Benim en büyük hayalim bir kuşla konuşup onun bedenine grip onun duygularını hissetmek ve havada özgür bir kuş gibi süzülmekti. Mucizelere inanmazdım ta ki o güne kadar… 15 yaşındaydım güneşin bulutların arkasına saklanmaya başladığı saatlerdi. Boş bir çimlik alana gidip güneşin batışını izlemeye başladım, yalnızdım. Kulağımda ruhumu okşayan bir müzik vardı. Birden önüme bir kuş geldi. 2-3 tur izlediğim yerde süzüldü ve durdu bir insan sesi gibi bana Merhaba diye yönetilmiş bir soru duydum. Etrafıma bakındım çevremde ben ve kuştan başka kimsecikler yoktu. Kuşla göz göze geldik bana:
-Güzel kız etrafına bakma kafanı kaldırman sesin gelen yeri görmen için yeterli dedi. Bembeyaz mavi özlü bir kuştu. Güneşin önünde beyaz tüyleri parlıyordu.

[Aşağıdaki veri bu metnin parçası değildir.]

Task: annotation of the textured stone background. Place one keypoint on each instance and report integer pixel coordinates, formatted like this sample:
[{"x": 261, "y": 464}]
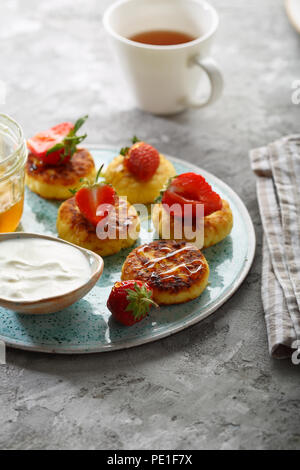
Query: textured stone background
[{"x": 214, "y": 385}]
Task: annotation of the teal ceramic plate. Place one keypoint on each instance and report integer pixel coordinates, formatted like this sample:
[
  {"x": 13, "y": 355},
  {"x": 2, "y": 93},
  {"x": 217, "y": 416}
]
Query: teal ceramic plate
[{"x": 87, "y": 327}]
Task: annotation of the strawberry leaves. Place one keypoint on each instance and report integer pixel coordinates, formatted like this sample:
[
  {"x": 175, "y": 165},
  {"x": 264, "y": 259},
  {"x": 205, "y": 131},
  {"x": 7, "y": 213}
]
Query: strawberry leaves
[
  {"x": 139, "y": 301},
  {"x": 124, "y": 150},
  {"x": 71, "y": 141}
]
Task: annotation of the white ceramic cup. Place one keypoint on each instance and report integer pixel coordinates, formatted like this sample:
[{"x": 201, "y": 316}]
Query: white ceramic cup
[{"x": 166, "y": 79}]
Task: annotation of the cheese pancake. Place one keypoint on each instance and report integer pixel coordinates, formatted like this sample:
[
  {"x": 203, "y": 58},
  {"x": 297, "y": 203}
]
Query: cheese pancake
[
  {"x": 176, "y": 271},
  {"x": 217, "y": 225},
  {"x": 73, "y": 227},
  {"x": 138, "y": 192},
  {"x": 55, "y": 181}
]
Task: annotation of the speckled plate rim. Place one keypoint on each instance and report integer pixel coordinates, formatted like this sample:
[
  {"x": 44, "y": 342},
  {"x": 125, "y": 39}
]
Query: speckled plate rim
[{"x": 248, "y": 260}]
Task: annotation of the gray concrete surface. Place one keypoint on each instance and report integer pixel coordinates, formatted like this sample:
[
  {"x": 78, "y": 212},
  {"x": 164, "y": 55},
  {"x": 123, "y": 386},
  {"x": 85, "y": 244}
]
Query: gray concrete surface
[{"x": 214, "y": 385}]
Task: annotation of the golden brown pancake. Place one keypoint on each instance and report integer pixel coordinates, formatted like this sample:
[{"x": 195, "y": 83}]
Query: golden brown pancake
[
  {"x": 138, "y": 192},
  {"x": 55, "y": 181},
  {"x": 216, "y": 225},
  {"x": 73, "y": 227},
  {"x": 176, "y": 271}
]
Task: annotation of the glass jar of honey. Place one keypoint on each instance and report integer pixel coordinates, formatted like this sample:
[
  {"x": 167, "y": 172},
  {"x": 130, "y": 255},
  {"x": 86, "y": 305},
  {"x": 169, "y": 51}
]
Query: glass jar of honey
[{"x": 13, "y": 155}]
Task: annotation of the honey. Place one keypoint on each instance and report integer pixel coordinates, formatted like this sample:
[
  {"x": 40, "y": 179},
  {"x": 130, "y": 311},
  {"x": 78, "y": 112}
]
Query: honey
[
  {"x": 13, "y": 154},
  {"x": 10, "y": 218}
]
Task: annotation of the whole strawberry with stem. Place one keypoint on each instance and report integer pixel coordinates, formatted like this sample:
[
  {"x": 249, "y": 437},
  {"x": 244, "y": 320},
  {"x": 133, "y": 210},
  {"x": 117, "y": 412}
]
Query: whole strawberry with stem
[
  {"x": 90, "y": 197},
  {"x": 130, "y": 301},
  {"x": 141, "y": 160},
  {"x": 57, "y": 145}
]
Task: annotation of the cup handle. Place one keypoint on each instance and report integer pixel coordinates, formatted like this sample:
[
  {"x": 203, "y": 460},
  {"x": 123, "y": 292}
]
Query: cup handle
[{"x": 216, "y": 80}]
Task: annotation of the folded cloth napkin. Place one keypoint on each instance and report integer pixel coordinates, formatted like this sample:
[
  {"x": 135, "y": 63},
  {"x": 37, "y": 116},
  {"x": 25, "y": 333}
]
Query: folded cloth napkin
[{"x": 277, "y": 170}]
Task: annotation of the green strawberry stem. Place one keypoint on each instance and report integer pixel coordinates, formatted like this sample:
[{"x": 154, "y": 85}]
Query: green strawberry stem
[
  {"x": 150, "y": 301},
  {"x": 70, "y": 142},
  {"x": 139, "y": 301},
  {"x": 86, "y": 183}
]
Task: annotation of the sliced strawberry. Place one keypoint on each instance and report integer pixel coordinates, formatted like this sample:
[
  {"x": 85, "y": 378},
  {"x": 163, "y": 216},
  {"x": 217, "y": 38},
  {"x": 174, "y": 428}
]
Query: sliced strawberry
[
  {"x": 57, "y": 144},
  {"x": 142, "y": 160},
  {"x": 90, "y": 199},
  {"x": 188, "y": 190}
]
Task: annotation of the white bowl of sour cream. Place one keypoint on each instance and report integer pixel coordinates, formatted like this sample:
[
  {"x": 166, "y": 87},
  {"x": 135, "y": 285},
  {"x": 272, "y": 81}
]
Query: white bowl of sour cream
[{"x": 43, "y": 274}]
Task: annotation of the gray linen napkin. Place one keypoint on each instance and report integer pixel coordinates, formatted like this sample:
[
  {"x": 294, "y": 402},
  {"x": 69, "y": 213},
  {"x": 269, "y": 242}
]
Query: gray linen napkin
[{"x": 277, "y": 170}]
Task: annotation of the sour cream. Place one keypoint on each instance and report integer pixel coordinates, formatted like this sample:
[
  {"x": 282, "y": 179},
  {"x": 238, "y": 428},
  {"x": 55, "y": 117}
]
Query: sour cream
[{"x": 33, "y": 269}]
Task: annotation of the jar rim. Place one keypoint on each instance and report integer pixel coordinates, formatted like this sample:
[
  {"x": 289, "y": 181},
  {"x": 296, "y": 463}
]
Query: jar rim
[{"x": 20, "y": 137}]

Efendim dedim beni duyabilecek mi diye. Ve bana ben Maviş insanlarla konuşabilen onları anlayan Dünyadaki tek kuşum ama aslında kuş görünümlü bir iyilik meleğiyim dedi. O an da biraz inandım çünkü bir kaç dakika konuştuk ve benimle hep dışarı söylemediğim ama içimden geçirdiğim şeylerle ilgili konuştu. O bir mucizeydi hayalim gerçekleşmişti ve zaten iç ses meleğim olarak istediğimi anlayıp benim karşıma kuş görünümünde gelmişti. Onunla konuştum beni bir kuş bedeninde hissettirdi hayatımın en güzel mucizesiydi.